Veio a Lei Aldir Blanc de caráter emergencial, e no município de Mossoró, como em grande parte dos municípios do estado nos deparamos com muitas irregularidades, denunciamos, recebemos processo na justiça, nos desgastamos mas ganhamos o processo e assim a vida seguiu e felizmente ainda estamos vivos. No governo do estado, a Lei Aldir Blanc, tirando uma coisinha ou outra, considero que foi muito boa, feita de forma sensível, pela Fundação José Augusto. O apoio chegou a muita gente, principalmente por conta da divisão feita por regiões: região de Natal, região Assu/Mossoró, a de Apodi, a de Pau dos Ferros e por aí foi.
Passados esses anos nos encontramos no final de 2023 e por conta daquele desastre do governo federal passado, ainda estamos aqui a receber uma lei de caráter emergencial (agora chamada de Paulo Gustavo), que há quase dois anos se arrasta. Desta feita tudo se inverteu: a Prefeitura de Mossoró lançou editais da Lei Paulo Gustavo com uma atenção às pessoas menos favorecidas, diminuiu o valor dos prêmios para que mais trabalhadore(a)s tenham acesso, houve um cuidado para que a zona rural fosse atendida, e isso por conta do enfrentamento da Cooperativa de Cultura Potiguar, da qual faço parte, combinada a um secretário, Senhor Igor Ferradaes, que saiu do plano da conversa e se preocupou em colocar em prática os pedidos do setor cultural, principalmente da Cooperativa da qual faço parte, que se constitui num dos poucos instrumentos preocupados com a cultura de forma coletiva, além do próprio umbigo. Mesmo estando em uma gestão na qual não acredito (no prefeito Allyson Bezerra), o secretário de Mossoró merece esse reconhecimento, pela sensibilidade que teve em conduzir este processo.

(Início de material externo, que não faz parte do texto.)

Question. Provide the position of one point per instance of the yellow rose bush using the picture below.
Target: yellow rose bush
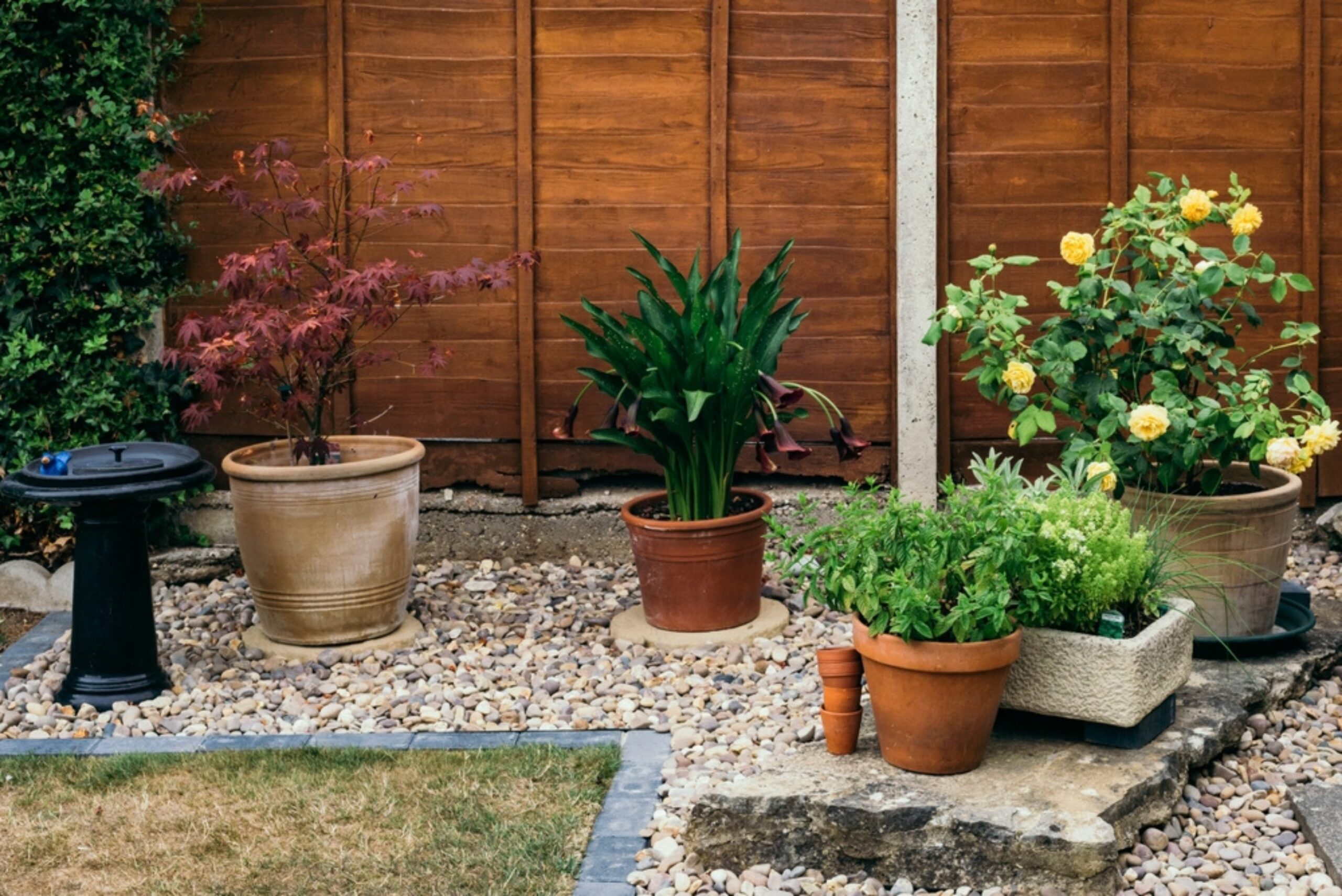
(1142, 361)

Já do lado do Governo do Estado, gerou muita expectativa, pelo valor dos recursos, pela quantidade de conversa (só com a Cooperativa da qual faço parte foram mais de quatro horas de reunião), pela demora na produção dos editais, pelas postagens nas redes sociais, pelo lançamento… mas a verdade é que os editais não foram cuidadosos, faltou sensibilidade, faltou experiência, faltou conhecimento do nosso estado, faltou respeitar os editais que já tinham no histórico da própria Fundação, levar em consideração o que os antigos companheiros fizeram, que inclusive eram da própria gestão do PT, então por que não aproveitar o que havia de legal por lá?

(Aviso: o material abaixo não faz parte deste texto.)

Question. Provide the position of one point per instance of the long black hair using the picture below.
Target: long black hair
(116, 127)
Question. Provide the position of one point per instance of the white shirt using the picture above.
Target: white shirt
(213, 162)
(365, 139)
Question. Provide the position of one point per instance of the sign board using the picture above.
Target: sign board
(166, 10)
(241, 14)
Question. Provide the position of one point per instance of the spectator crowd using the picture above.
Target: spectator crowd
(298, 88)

Se a Fundação José Augusto não corrigir os editais da Lei Paulo Gustavo, se não rever os inúmeros pontos falhos existentes, assistiremos a um seleto grupo aprovando projetos de valores maiores, com a maior parte de trabalhadore(a)s da cultura do estado ficando alheia. Uma circulação de 120 mil reais é um valor muito bom e necessário, mas quando temos limitação de recursos e grande quantidade de pessoas para serem atendidas por uma lei que é emergencial, o bom senso nos conduz, naturalmente a dividir. Melhor doze pessoas fazendo pequenas circulações de dez mil reais, ou até vinte pessoas com circulação de vinte mil, do que um apenas ganhar 120 mil, numa lei que é emergencial, falta essa visão.
Deixei por último para ninguém pensar que se resume a isso mas a Cooperativa de Cultura Potiguar tem mais de 40 cooperados, onde uma das vantagens de ser cooperado é poder usar o CNPJ da Cooperativa, que representa todos esses indivíduos, então o limite de projetos aprovados para uma cooperativa não pode se aplicar o mesmo limite de um CNPJ comum. A nossa cooperativa por exemplo pode aprovar 40 projetos diferentes que será cada um de um cooperado diferente. Não dar possibilidade para isso acontecer é ir de enfrentamento aos interesses do cooperativismo. Foi realizada reunião para isso, foi explicado, mas não foi observado. Por outro lado, a Prefeitura Municipal de Mossoró, da qual discordamos no campo ideológico abriu essa possibilidade em todos os seus editais, como é feito na FUNARTE, no Ministério da Cultura e onde houver bom senso.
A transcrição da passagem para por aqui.